遊女霊
Nやんから聞いた話です。
「ねえねえ、Nやん。Nやんって基本的にグロテスクな幽霊ばかり見るよね? 何か理由でも有るの?」
怖い話を強請っているのだから当然と言えば当然だけれど、Nやんのお話はどうにも気味の悪い幽霊が多い気がする。

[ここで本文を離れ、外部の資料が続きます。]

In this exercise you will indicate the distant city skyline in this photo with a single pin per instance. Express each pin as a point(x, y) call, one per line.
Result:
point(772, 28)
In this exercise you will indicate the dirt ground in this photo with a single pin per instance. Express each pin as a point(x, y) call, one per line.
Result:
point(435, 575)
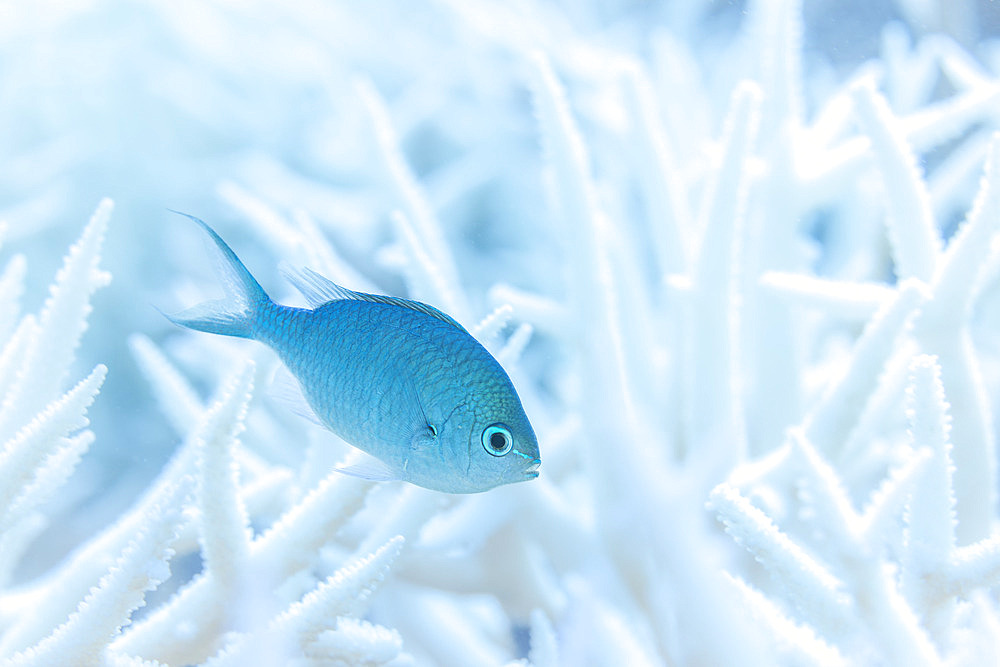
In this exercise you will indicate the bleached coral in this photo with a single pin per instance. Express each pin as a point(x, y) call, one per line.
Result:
point(725, 271)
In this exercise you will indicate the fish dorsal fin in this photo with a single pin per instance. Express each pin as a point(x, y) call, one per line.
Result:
point(319, 290)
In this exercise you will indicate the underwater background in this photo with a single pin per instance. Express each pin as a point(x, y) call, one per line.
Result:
point(740, 260)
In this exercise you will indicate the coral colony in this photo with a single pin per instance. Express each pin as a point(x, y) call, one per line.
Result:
point(747, 291)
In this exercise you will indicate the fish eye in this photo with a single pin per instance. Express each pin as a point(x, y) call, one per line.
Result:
point(497, 439)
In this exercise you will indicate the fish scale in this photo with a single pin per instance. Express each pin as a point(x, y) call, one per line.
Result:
point(395, 378)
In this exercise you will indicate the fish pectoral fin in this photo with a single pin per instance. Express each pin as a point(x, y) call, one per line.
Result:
point(371, 469)
point(285, 389)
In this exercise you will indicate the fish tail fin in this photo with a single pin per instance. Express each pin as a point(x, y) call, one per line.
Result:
point(245, 299)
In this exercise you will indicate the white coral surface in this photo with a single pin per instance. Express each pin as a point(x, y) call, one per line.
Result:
point(740, 259)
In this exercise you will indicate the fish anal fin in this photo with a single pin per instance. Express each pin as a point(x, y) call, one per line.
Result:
point(285, 389)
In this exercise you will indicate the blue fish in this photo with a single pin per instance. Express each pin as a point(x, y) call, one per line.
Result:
point(397, 379)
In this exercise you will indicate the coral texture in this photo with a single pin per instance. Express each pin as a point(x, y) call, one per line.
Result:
point(740, 261)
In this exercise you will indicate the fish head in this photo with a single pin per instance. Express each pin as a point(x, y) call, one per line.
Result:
point(502, 448)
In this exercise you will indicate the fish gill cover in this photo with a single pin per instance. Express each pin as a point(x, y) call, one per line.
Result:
point(739, 259)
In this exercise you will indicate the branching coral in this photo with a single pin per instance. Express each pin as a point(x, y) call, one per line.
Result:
point(723, 267)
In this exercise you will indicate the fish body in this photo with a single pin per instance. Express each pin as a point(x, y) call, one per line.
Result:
point(395, 378)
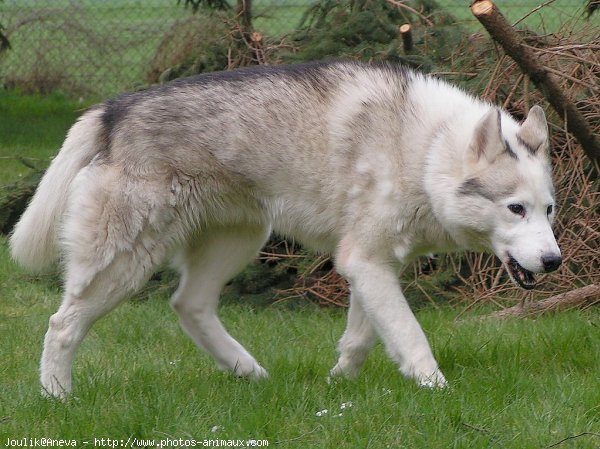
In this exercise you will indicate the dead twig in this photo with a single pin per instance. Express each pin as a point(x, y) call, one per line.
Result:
point(584, 296)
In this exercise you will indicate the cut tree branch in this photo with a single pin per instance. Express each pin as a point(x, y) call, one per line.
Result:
point(501, 31)
point(584, 296)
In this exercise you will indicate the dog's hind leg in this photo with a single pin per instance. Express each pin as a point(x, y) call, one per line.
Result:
point(112, 245)
point(207, 264)
point(80, 309)
point(356, 343)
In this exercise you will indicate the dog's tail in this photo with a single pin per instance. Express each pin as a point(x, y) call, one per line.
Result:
point(34, 240)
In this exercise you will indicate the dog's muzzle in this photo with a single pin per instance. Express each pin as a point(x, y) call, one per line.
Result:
point(551, 262)
point(525, 278)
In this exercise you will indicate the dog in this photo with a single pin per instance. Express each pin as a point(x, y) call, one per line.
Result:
point(374, 164)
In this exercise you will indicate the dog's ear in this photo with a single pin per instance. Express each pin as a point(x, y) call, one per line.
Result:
point(534, 132)
point(487, 142)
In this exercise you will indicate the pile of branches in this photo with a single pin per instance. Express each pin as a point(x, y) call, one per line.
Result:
point(574, 57)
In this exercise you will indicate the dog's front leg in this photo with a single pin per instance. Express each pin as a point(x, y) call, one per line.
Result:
point(376, 286)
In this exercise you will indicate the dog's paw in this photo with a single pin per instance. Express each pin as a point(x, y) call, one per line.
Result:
point(435, 380)
point(347, 370)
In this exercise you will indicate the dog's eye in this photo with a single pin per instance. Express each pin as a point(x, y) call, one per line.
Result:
point(517, 209)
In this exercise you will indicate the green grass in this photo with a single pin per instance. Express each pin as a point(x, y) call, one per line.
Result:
point(514, 383)
point(32, 127)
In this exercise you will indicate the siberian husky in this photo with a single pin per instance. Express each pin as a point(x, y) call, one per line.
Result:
point(374, 164)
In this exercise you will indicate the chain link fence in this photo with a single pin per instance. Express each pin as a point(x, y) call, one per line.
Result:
point(96, 48)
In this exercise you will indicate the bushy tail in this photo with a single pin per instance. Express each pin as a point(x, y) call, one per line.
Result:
point(34, 241)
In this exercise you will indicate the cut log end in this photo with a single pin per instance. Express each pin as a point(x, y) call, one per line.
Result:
point(482, 8)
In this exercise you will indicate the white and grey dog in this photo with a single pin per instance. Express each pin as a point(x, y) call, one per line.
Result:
point(373, 164)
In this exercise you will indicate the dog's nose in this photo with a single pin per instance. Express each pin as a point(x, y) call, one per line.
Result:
point(551, 262)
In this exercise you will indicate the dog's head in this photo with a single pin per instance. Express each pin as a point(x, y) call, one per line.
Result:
point(509, 182)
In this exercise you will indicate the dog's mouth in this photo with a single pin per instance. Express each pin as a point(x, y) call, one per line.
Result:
point(522, 277)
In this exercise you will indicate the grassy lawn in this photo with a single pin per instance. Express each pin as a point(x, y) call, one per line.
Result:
point(514, 384)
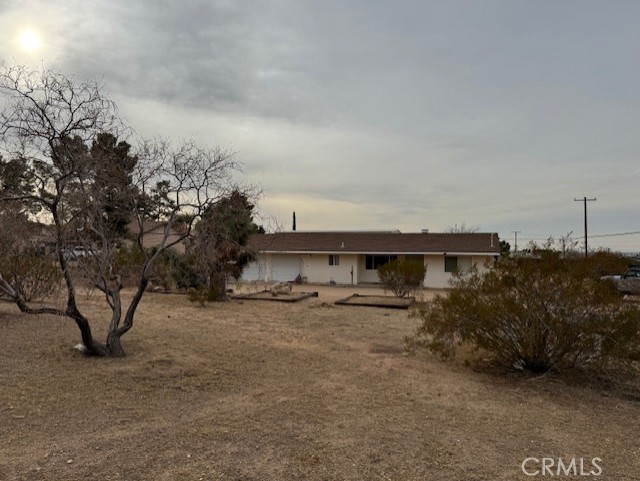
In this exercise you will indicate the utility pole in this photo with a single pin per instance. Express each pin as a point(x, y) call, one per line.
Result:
point(585, 200)
point(516, 232)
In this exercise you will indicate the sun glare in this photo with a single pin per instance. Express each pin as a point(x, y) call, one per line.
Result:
point(30, 40)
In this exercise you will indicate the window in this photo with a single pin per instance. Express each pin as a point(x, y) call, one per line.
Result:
point(373, 262)
point(414, 258)
point(450, 264)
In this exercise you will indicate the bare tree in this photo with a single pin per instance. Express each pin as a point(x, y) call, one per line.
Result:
point(52, 124)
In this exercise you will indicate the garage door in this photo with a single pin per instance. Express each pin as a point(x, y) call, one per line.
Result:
point(285, 268)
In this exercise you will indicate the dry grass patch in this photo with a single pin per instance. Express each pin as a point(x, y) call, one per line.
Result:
point(255, 391)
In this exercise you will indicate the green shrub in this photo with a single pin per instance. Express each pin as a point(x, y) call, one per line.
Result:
point(402, 277)
point(537, 314)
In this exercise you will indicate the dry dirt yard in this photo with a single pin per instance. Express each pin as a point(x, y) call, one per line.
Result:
point(255, 390)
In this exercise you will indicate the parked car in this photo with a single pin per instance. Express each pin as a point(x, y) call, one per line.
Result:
point(629, 282)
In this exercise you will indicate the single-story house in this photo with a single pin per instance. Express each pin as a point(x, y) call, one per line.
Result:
point(354, 257)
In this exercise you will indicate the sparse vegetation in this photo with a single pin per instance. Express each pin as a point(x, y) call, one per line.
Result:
point(402, 277)
point(539, 313)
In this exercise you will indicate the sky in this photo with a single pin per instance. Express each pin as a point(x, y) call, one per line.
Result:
point(378, 115)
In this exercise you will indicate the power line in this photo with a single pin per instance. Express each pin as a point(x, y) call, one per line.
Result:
point(516, 232)
point(585, 200)
point(616, 234)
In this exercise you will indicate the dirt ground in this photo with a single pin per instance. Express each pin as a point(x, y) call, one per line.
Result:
point(254, 390)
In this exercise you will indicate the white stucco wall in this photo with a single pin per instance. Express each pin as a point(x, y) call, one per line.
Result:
point(437, 278)
point(316, 268)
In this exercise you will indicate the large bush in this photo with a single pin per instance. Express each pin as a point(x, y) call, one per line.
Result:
point(402, 277)
point(537, 314)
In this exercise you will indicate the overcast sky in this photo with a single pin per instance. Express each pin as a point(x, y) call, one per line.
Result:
point(366, 114)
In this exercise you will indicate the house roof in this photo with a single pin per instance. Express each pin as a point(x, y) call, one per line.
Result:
point(376, 242)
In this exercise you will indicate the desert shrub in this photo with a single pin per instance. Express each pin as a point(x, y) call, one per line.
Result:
point(402, 277)
point(536, 314)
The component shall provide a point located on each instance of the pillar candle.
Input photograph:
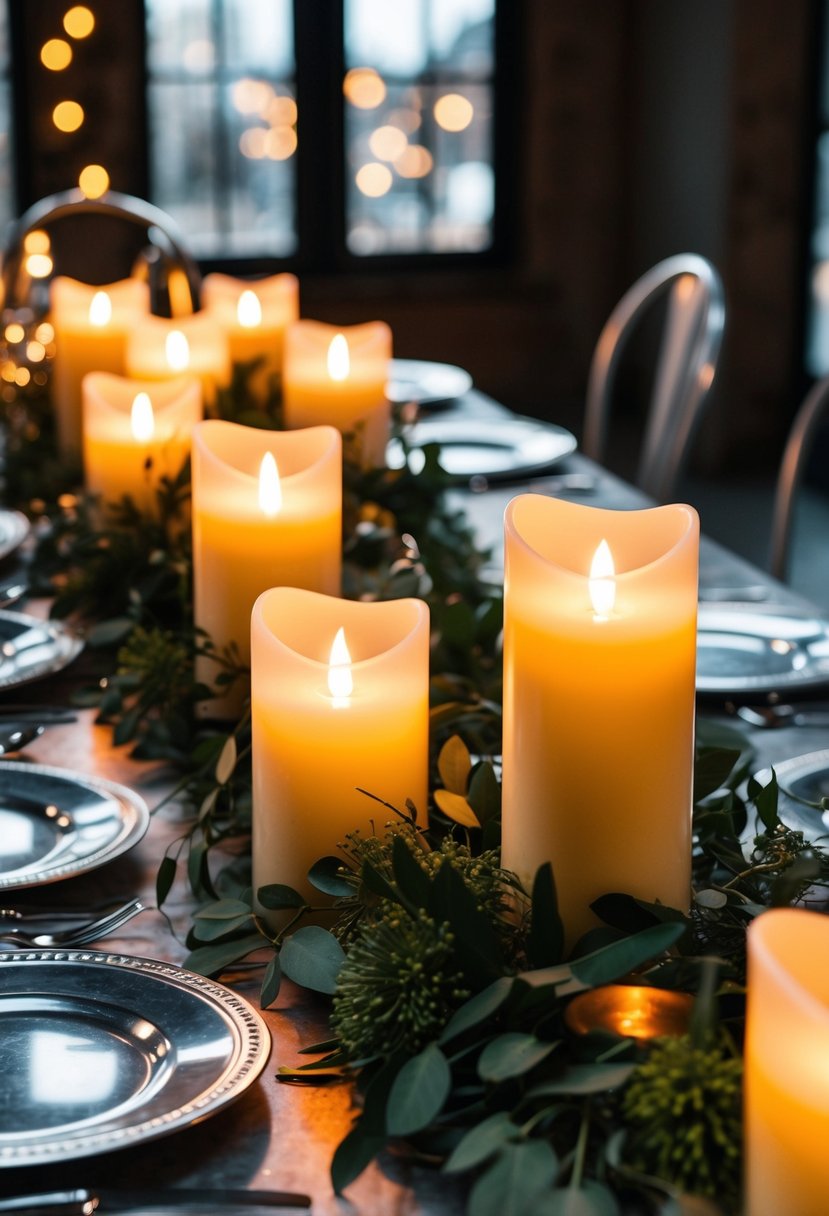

「そりゃ、害の無い幽霊が視界に入らない様にしてるから、な。元々眼も強くないのに、もっと見える様にしてたら脳味噌がイカれる」
「脳が?」
Nやん曰く、本来生まれつき備わった能力以上の事をし続けると何処かに無理が掛かる、と言う事らしい。
「グロテスクな霊か……」
趣味のレザークラフトの材料を買いに、皮の問屋町に来ていた。
買い物を終え、歩きながら不思議な所だと思う。
上野と日暮里の間の駅なのに、人気が少なく感じる。
歴史的な経緯から考えれば妥当と言えば妥当なのかもしれないが。
皮鞣しをするしか生きる道の無かった部落と色町の跡地。
住人が入れ替わっても、土地柄はあまり変わらないのが人の世、か。
考え事をしていたからか、道に迷ってしまったらしい。
周囲を見回してもいまいち駅の方向が掴めない。
取り合えず、歩き回って大通りを探す事にする。
案内標識を見れば駅も分るだろうと判断して。
十分か二十分、暫く歩いていると異臭を感じた。
硫黄、メタン、アンモニア。
オカルト的な物が付近に居る時の臭い。
眉をひそめて路地の角を曲がると大通りに出た。
そして出た瞬間に眼前に居た。
ほつれ、崩れた日本髪。
両目から真っすぐに零れる涙。
不自然に低い鼻。
歯茎が見えるほど痩せた唇。
黒く染まった歯。
痩せて、こけた頬。
くすんで柄も判別出来ない着物。
思わず腰が引ける。
詳しくは無いし、何となくでしか無いが梅毒で死んだ遊女か何かだろう、と思った。
もしかしたら夜鷹と呼ばれる最下級の売春婦かも知れない。
数秒視界に映っていたが、直ぐに姿が消える。
消えたのだが、存在感と言うか気配はその場に有るのも感じる。
伝わってくる念は悲しみや絶望感。
恨みや憎しみは伝わってこない。
害の無い幽霊だと思う。
無視しても誰も困らない類だ。
そして、誰にも害を成さない霊に辛く当たる趣味も無い。
一度深呼吸をして口を開く。
「あんたはどうしたい? 今度こそ幸せな人生を望むなら輪廻の輪に戻れば良いし、静かに眠るなら黄泉に行けば良い。手を貸してやる」
不審者に見られたくないので、携帯を耳に当てながらそこに居るはずの霊に話しかけた。
正直に言えば、この状態の霊に悟りへの道を説くお経は逆に酷な気もする。
誰が望んで遊女に成るだろう?
そして打ち捨てられる様に死んだ者に「こだわりなんて意味がない。執着を捨てて悟りを目指せ」なんて俺には言えない。
最後位は、死んだ後にもこんな思いをし続けたのだ。
こんな時位はあまり惨い事はしたくないとも感じる。
もう目には見えないが、何となく霊が上を見た気がした。
霊に、その場で待ってろと告げる。
そう言って左右を見るとコンビニが目に付いたので線香を買って戻る。
「あんたの宗派が分からないから当たり障りなく、だ。勘弁しろ?」
線香の束から一本だけ抜き出して、一緒に買った蝋燭に火を灯して、そこから線香に火を付ける。
直ぐ近くの街路樹の根本の土に指して立てる。
ガードレールに腰掛けながら、目を閉じる。
真昼間に、歩道で線香を焚く。
盛大に不審人物だと自分でも思うが、最後位は良いだろう。
ため息交じりに開き直って線香が燃え尽きるまで、付き合う事にする。
「俺に出来るのはここまでだ。真っすぐ迷わずに逝け」
そう呟いてから誰の耳にも届かない音量でお経を唱えた。
道路を行きかう車が起こす風の中、線香の煙は左右に触れながらも途切れる事無く上り続けた。
「なんか、珍しく霊に優しいじゃん」
切な気な、やるせない様な顔をするNやんをからかう言い回しで混ぜっ返した。
「別に。俺だって幽霊死すべし! 例外は無い! なんて事はしてないぞ?」
不服そうに煙草に火を付けるNやんの優しさを私は笑った。
この話を文章お越し終えて、ベランダで煙草に火を付けて気が付いた。
至近距離に女郎蜘蛛が巣を作ってる最中だった、この時期に。